Счастье стекло с него, как вода.
Он опустил руки, сделал шаг назад и, кажется, даже стал меньше ростом, хотя только что был здоровенный, как шкаф.
— Федя?!
Он покивал, как будто сам себе, и ушел в комнату.
— Федя?!
— Мам, ты только не переживай. Полы на кухне я вымыл.
— Какие полы?!
— Ну, где лужа была. Там еще масло какое-то было разлито, я вытер.

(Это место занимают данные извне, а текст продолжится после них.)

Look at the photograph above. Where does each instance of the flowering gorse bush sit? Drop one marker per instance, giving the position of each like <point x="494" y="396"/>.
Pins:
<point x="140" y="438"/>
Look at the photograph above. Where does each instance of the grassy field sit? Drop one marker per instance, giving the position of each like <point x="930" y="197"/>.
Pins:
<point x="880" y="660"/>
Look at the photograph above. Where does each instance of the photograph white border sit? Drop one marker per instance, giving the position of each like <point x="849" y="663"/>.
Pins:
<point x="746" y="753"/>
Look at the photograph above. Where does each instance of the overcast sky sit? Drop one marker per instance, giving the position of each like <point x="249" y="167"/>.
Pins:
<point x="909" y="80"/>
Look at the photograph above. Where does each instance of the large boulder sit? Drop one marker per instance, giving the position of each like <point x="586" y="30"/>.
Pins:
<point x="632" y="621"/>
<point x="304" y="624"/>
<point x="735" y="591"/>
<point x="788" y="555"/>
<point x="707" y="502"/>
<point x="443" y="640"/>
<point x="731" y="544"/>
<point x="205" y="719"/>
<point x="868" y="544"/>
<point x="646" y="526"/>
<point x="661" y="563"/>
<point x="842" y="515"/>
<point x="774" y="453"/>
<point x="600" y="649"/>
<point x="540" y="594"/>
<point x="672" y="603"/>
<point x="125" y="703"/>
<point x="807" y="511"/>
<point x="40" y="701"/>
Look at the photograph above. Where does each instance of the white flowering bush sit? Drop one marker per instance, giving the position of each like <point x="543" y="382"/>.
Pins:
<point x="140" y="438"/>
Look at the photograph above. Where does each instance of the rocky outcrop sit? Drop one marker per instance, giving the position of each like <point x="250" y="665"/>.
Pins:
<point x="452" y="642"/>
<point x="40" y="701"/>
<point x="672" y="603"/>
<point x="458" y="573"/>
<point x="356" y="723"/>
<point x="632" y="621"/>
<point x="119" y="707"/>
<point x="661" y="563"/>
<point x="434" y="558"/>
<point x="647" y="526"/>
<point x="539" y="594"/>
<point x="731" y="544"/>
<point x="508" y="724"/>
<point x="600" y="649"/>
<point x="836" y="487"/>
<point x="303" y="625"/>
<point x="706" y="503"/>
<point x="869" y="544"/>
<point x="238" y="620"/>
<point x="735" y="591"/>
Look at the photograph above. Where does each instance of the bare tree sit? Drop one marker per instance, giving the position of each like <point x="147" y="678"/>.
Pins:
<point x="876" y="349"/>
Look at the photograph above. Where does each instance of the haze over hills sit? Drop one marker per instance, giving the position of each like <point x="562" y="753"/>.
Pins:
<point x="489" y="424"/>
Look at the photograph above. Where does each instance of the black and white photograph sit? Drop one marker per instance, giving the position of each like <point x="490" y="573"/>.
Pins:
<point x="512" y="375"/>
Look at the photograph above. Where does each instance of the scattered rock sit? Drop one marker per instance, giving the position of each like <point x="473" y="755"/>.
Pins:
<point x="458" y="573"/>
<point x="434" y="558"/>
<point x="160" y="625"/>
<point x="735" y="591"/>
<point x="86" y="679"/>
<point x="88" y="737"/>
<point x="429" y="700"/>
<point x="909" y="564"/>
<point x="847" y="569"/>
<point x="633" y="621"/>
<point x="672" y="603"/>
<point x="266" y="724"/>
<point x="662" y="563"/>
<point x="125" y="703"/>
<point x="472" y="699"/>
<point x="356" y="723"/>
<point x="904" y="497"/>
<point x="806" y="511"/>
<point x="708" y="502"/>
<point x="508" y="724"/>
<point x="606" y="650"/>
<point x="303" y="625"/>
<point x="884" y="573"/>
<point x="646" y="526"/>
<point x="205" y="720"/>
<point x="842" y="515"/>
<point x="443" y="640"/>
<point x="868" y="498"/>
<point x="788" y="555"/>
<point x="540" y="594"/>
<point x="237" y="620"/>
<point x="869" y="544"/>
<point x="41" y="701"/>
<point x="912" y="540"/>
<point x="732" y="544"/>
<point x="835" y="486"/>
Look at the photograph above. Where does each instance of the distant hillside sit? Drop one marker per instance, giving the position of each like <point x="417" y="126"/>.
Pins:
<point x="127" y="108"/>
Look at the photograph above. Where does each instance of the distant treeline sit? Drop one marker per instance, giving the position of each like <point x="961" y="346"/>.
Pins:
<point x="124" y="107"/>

Вероника стащила сапоги и пошла за ним в комнату прямо в куртке.
— Феденька…
Он зачем-то трогал корешки книг огромной, совершенно мужской ладонью. Вероника смотрела на него.
Он дернул плечом.
— Мам, что ты смотришь на меня, как на покойника?!
Вероника подошла поближе и развернула его к себе. Он избегал ее взгляда, все отворачивался, косил, рассматривал пол и книги. Дались ему эти книги!..
— Федя, самое главное, что ты жив и здоров, — твердо сказала мать, как говорила когда-то в детстве. И когда она так говорила, становилось ясно, что все уладится.
Как-нибудь да уладится, ничего, не пропадем!
— Ты жив и здоров, а все остальное решаемо. Ты слышишь меня?
Он взглянул на нее.
— Мама, это я украл из музея серебро и бронзу. Демидовские.
Он ждал, что она хлопнется в обморок, или, по крайней мере, изменится в лице, или начнет, по своему обыкновению, кудахтать.
Она не сделала ни того, ни другого, ни третьего.